What he did next happened so very quick
he destroyed the young snowman with one hefty kick.

He looked far and wide at all of his friends
Who were still forced to work for the Snow-people's ends
So deep in his lungs he began to prepare
For the volume of words that would soon fill the air

'I need the toilet!!' he shouted aloud
and it fell on the ears of the entire crowd
of children that stood, forming more and more snow
into battle dressed snow-soldiers raring to go.

It would seem a peculiar thing to shout out.
There's no reason, you ask, what's that all about?
But if you relax and become like an infant
You'll see it's not crazy or stupid, just different

For regardless of whether they need it or not,
If a peer says those words, kids have suddenly got
a desire to pee that they no longer hide
and they cannot retain any liquid inside.

So they simply release, and they let out their load.
and they don't really care wherever it goes.
So it runs down their leg and collects at their feet
A puddle of pee and a parental's treat.

Like wildfire the shouting spread through the world
Little children uniting each boy and each girl
To purge planet earth from the icy cold grip
Of the snow covered madness that was threatening it.

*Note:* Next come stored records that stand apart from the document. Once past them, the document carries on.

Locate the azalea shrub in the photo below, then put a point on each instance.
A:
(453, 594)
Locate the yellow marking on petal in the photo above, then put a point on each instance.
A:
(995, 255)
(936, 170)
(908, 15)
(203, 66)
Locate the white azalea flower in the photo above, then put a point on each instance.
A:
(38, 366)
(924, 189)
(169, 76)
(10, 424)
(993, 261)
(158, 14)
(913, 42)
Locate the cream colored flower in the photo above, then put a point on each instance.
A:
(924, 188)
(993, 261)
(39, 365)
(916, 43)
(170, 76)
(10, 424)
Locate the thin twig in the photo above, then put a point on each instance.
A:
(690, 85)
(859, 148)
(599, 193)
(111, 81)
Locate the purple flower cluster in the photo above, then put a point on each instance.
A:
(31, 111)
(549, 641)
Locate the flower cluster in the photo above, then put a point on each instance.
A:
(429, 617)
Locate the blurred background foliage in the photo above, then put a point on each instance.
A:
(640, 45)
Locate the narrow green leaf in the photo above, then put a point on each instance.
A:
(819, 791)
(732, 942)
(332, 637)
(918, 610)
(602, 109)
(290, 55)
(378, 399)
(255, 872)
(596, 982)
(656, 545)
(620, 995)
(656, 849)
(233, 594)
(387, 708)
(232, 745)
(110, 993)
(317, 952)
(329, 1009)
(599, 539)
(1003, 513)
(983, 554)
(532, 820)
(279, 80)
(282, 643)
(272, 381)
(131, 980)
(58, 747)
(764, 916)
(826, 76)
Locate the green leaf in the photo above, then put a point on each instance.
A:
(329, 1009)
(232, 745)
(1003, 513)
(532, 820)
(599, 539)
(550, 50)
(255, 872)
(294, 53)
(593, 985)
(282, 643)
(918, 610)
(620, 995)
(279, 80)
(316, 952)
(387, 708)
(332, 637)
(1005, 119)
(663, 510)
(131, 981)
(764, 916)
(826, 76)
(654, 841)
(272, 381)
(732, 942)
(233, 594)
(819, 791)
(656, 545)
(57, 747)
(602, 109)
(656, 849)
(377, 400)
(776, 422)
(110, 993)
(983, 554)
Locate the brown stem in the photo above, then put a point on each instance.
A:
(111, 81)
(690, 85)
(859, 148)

Every continent covered with urine stained pants
A smelly assembly of primary school brats
Unaware of the danger they'd narrowly missed
All the children walked home in the trousers they'd .....soiled

This story explains why when kids pee their pants
they're not trying to offend or to make parents rant.
On the contrary they're just making sure that it's true
that there are no more snowmen! They're protecting you!

So next time the world is under attack
When you fear for your life and your future looks black
Just think back to Angus and don't be afraid
Go on, pee your pants, you might save the day!